Deadly Drug Mixture “Kush” Sweeps Sierra Leone, Contains Ground-Up Human Bones

A dangerous and addictive drug mixture called “kush” is spreading rapidly across Sierra Leone, causing widespread concern among authorities and health professionals. This potent blend of cannabis, fentanyl, tramadol, formaldehyde, and reportedly ground-up human bones is being smoked by young men, leading to a state of zombie-like trance.

Unlike the traditional “kush” strain from Afghanistan, this version is a constantly changing mix of drugs that can include harmful ingredients like opioids and human bones. The addition of crushed human bones is believed to contribute to the drug’s hypnotic high, which can last up to six hours.

The reports of grave-robbing to obtain human bones have added to the nation’s alarm, with security tightened in cemeteries to prevent addicts from digging up skeletons. Sierra Leone’s President Julius Maada Bio has declared an emergency, stating that the country is facing an “existential threat” due to the devastating impact of drugs and substance abuse.

The Sierra Leone Psychiatric Hospital has seen a staggering 4,000% increase in admissions for “kush” addicts between 2020 and 2023, with 1,865 cases reported. Dr. Abdul Jalloh, head of the hospital, has welcomed the President’s emergency declaration, saying it is a crucial step in addressing drug use.
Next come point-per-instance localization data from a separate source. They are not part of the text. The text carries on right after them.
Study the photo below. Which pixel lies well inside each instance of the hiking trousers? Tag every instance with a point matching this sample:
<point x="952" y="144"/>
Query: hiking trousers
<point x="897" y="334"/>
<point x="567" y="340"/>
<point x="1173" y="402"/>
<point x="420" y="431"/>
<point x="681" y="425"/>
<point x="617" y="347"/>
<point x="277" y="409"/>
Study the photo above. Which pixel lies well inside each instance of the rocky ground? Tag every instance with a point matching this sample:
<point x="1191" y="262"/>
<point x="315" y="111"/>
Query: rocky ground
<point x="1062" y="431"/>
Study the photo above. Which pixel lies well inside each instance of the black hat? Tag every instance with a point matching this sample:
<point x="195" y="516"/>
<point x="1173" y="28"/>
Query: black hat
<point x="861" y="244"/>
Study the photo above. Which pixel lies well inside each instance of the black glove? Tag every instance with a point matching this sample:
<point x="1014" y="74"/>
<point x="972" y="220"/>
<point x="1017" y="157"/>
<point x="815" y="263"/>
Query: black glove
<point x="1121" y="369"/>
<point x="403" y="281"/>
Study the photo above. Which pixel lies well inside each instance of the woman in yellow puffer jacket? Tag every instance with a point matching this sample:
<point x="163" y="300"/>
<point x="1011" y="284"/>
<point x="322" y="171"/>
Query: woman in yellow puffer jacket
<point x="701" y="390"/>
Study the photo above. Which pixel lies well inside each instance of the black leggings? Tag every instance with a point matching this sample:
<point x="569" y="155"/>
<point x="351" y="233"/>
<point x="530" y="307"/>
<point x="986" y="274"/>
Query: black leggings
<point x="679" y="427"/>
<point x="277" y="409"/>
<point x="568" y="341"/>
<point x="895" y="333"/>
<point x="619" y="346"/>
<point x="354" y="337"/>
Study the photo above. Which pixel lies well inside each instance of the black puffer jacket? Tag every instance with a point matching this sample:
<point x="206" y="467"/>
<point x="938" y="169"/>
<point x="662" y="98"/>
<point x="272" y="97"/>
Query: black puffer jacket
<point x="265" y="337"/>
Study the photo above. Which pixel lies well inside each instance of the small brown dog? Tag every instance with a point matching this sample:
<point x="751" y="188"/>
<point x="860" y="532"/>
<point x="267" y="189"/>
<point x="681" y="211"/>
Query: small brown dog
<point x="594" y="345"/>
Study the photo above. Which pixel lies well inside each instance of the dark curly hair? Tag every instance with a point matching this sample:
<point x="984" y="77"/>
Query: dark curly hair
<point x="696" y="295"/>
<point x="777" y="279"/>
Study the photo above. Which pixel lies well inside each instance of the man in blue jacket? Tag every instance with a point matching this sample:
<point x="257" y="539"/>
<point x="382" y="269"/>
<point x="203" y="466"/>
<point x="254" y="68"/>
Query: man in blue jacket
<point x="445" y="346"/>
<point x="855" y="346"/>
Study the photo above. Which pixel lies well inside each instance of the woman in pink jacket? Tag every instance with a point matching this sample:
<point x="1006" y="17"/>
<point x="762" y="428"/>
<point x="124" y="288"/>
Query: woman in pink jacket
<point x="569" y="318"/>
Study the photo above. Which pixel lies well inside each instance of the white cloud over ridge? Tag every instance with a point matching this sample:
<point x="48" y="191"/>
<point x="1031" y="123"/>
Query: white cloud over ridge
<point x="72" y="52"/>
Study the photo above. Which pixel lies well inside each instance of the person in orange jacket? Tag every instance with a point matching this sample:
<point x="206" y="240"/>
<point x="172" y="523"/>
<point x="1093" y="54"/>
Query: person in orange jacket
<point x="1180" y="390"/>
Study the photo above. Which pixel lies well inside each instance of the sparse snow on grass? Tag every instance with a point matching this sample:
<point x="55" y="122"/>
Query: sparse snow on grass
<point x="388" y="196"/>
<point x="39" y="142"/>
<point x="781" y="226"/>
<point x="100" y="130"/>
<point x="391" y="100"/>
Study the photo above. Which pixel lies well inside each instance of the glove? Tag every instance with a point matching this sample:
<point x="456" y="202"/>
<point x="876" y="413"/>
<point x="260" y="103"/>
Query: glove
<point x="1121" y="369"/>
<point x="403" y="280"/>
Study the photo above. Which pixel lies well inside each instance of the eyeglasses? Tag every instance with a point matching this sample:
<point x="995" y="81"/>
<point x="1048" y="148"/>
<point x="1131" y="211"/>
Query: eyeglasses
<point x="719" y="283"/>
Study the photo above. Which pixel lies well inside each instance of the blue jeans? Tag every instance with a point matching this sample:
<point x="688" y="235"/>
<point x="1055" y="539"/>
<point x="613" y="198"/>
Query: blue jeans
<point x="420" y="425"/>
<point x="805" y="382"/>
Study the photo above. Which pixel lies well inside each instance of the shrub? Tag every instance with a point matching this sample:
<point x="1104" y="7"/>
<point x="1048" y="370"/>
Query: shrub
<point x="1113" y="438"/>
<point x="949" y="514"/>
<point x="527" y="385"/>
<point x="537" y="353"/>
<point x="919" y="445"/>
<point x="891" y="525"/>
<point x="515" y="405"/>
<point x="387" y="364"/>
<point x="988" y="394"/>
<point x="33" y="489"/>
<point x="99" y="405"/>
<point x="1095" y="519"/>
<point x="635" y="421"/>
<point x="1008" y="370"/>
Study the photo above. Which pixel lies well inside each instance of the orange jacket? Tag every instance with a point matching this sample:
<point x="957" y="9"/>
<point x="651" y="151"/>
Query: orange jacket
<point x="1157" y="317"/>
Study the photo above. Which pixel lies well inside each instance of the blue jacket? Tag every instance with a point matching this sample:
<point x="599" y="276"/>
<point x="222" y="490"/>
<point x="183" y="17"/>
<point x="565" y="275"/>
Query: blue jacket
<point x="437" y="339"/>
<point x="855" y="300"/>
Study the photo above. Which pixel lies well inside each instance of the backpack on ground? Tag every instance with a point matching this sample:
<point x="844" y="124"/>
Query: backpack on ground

However, options for locals are limited, with only one drug rehabilitation center in Freetown, which is reportedly more of a holding center than a rehab facility due to its lack of basic facilities.

The “kush” craze has also been reported in other West African countries, including Guinea and Liberia, making it easy to traffic the drug across borders. The drug’s affordability, at around five leones per joint, has contributed to its popularity, with up to 40 joints being consumed in a day.

The use of drug mixes is common in some African countries, where drugs are cut with cheaper substances to increase profits. Another drug mix, “white pipe”, is popular in South Africa, containing a mixture of methaqualone, cannabis, and tobacco.

As the situation continues to unfold, concerns about the long-term effects of “kush” and the potential for addiction are growing. The demonization of drugs may also play a role in the reality of how much “kush” actually contains human bones, but the reports of grave-robbing and the spread of the drug are undeniable.